Ce qui ajoute encore plus à l’intensité du film, c’est qu’à l’instar de son premier long-métrage, l’ensemble s’inspire d’une histoire vraie, ce qui ajoute à l’ampleur et à la gravité d’une telle injustice. McQueen donne alors un nouveau lieu à une expérience insupportable et inconfortable aux limites du possible et du psychologiquement soutenable.
L’histoire tourne donc autour de Solomon Northup, un homme noir libre et père de famille dans une Amérique à la veille de la guerre civile, qui se fait avoir en toute naïveté alors qu’il est kidnappé et revendu en tant qu’esclave, passant ainsi douze ans dans les pires conditions possibles, tout en étant écarté de tous les droits qu’il possédait auparavant.
À mille lieues de Lee Daniels’ the Butler, même s’il présente lui aussi une distribution impressionnante de premier choix (Paul Giamatti, Paul Dano, Alfre Woodard, Benedict Cumberbatch, Brad Pitt et compagnie), tout en s’intéressant à la cause des Noirs, McQueen offre quelque chose qui va bien au-delà d’une simple chronique, d’une simple parenthèse.
Il fait revivre une époque et nous donne l’impression de l’habiter dans une position de voyeur inconfortable où seuls nos yeux sont animés, démontrant ainsi le regret d’un passé qu’on ne peut plus modifier. Les yeux rivés à l’écran, on ne peut détourner le regard face à l’insupportable. On se retrouve aussi piégé que le protagoniste dans un huis clos intime qui nous permet l’espace d’un instant de tout partager.
Au sens formel, le cinéaste se montre beaucoup moins audacieux que par le passé. Les plans longs sont plus rares, même si on soulèvera une scène de punition et de torture particulièrement fébrile et difficile, puis la musique de Hans Zimmer conférera un sentiment épique et dramatique qui accordera à l’ensemble un ton par moments différent. N’empêche, le regard de McQueen est sans égal et il sait définitivement comment s’y prendre pour provoquer rapidement sans tomber dans la surenchère, l’inutile ou le superflu.
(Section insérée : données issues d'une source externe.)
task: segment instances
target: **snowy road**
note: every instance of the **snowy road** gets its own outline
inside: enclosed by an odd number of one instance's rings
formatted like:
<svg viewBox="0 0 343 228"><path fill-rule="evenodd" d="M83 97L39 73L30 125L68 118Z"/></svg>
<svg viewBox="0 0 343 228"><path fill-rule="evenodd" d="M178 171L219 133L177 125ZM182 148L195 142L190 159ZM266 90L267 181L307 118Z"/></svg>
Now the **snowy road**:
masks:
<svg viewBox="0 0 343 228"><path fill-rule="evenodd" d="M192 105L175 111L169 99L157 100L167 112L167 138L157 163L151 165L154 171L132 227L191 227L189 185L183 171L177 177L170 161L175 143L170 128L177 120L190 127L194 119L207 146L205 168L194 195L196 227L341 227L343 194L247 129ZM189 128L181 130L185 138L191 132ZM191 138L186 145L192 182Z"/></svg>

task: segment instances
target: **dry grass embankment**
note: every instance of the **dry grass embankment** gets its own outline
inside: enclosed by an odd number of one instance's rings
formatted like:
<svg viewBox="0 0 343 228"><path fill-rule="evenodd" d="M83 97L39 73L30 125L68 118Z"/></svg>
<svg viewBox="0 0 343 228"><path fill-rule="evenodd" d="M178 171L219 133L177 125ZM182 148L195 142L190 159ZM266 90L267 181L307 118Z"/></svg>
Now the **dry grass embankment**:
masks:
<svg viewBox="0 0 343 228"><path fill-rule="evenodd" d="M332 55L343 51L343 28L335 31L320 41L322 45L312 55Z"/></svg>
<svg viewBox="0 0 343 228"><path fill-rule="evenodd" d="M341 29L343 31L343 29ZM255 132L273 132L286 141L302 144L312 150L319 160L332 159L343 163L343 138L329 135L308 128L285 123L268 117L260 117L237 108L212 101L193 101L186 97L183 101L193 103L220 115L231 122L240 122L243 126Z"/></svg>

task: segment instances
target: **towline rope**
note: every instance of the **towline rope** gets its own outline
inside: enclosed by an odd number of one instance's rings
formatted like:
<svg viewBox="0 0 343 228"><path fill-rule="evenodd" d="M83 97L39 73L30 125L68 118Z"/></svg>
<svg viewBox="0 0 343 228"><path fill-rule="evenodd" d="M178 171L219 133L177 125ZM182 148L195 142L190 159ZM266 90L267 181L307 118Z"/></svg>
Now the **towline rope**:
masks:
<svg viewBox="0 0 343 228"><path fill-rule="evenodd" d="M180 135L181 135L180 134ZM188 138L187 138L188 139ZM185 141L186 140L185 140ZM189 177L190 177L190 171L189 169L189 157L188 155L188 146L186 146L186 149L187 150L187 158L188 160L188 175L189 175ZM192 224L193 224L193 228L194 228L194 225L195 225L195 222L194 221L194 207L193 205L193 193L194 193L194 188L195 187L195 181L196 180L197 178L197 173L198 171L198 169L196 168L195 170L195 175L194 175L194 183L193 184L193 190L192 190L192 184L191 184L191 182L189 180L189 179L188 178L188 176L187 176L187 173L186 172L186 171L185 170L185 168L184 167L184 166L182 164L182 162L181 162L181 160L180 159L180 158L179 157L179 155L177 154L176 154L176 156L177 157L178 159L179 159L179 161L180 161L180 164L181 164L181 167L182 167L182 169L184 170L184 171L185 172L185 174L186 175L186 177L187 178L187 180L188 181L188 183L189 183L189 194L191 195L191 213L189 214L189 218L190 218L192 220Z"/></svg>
Du coup, voilà un film qui marque. C’est un film d’auteur conçu pour le grand public et nul doute que celui-ci se montrera éveillé par un tel appel à l’aide. Cette expérience qui frappe viendra unir critique et public avec une force sans pareil, probablement encore plus que le divinement ambitieux Gravity d’Alfonso Cuaron. Ainsi, s’il est dur de reprocher à l’ensemble d’avoir choisi la masse plutôt que l’élite, on doit admettre que l’objet comme tel est aussi fascinant que merveilleux.
Bien sûr, il est impossible de ne pas mentionner au passage le travail incroyable de Chiwetel Ejiofor, qui trouve ici la performance d’une vie, mais aussi d’un terrifiant Michael Fassbender, acteur fétiche du cinéaste, ici dans un contre-emploi nuancé qui aura de quoi nous marquer pour longtemps. Mention aussi à Quvenzhané Wallis qui retrouve Dwight Henry le temps d’un instant, moins de deux ans après l’inoubliable Beasts of the Southern Wild.
C’est un film-choc qui en crée un de premier ordre. Avec de la chance, il fera avancer les choses alors que tous réaliseront par le biais d’un deux heures et quart toutes les injustices que certains vivent durant leur vie.
12 Years a Slave de Steve McQueen est présentement à l’affiche en version originale anglaise et en version sous-titrée en français.